Depending on the adoption rate of generative AI, the technology could add 1.2 million to five million metric tons of e-waste in total by 2030, in accordance with the study, published today in Nature Computational Science.
“This increase would exacerbate the present e-waste problem,” says Asaf Tzachor, a researcher at Reichman University in Israel and a co-author of the study, via email.
The study is novel in its attempts to quantify the results of AI on e-waste, says Kees Baldé, a senior scientific specialist on the United Nations Institute for Training and Research and an writer of the most recent Global E-Waste Monitor, an annual report.
The first contributor to e-waste from generative AI is high-performance computing hardware that’s utilized in data centers and server farms, including servers, GPUs, CPUs, memory modules, and storage devices. That equipment, like other e-waste, comprises beneficial metals like copper, gold, silver, aluminum, and rare earth elements, in addition to hazardous materials corresponding to lead, mercury, and chromium, Tzachor says.
One reason that AI corporations generate a lot waste is how quickly hardware technology is advancing. Computing devices typically have lifespans of two to 5 years, they usually’re replaced steadily with the latest versions.

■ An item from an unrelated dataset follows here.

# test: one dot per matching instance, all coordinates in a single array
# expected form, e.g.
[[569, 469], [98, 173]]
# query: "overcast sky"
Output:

While the e-waste problem goes far beyond AI, the rapidly growing technology represents a possibility to take stock of how we take care of e-waste and lay the groundwork to handle it. The excellent news is that there are strategies that may help reduce expected waste.
Expanding the lifespan of technologies by utilizing equipment for longer is one of the vital significant ways to chop down on e-waste, Tzachor says. Refurbishing and reusing components also can play a big role, as can designing hardware in ways in which makes it easier to recycle and upgrade. Implementing these strategies could reduce e-waste generation by as much as 86% in a best-case scenario, the study projected.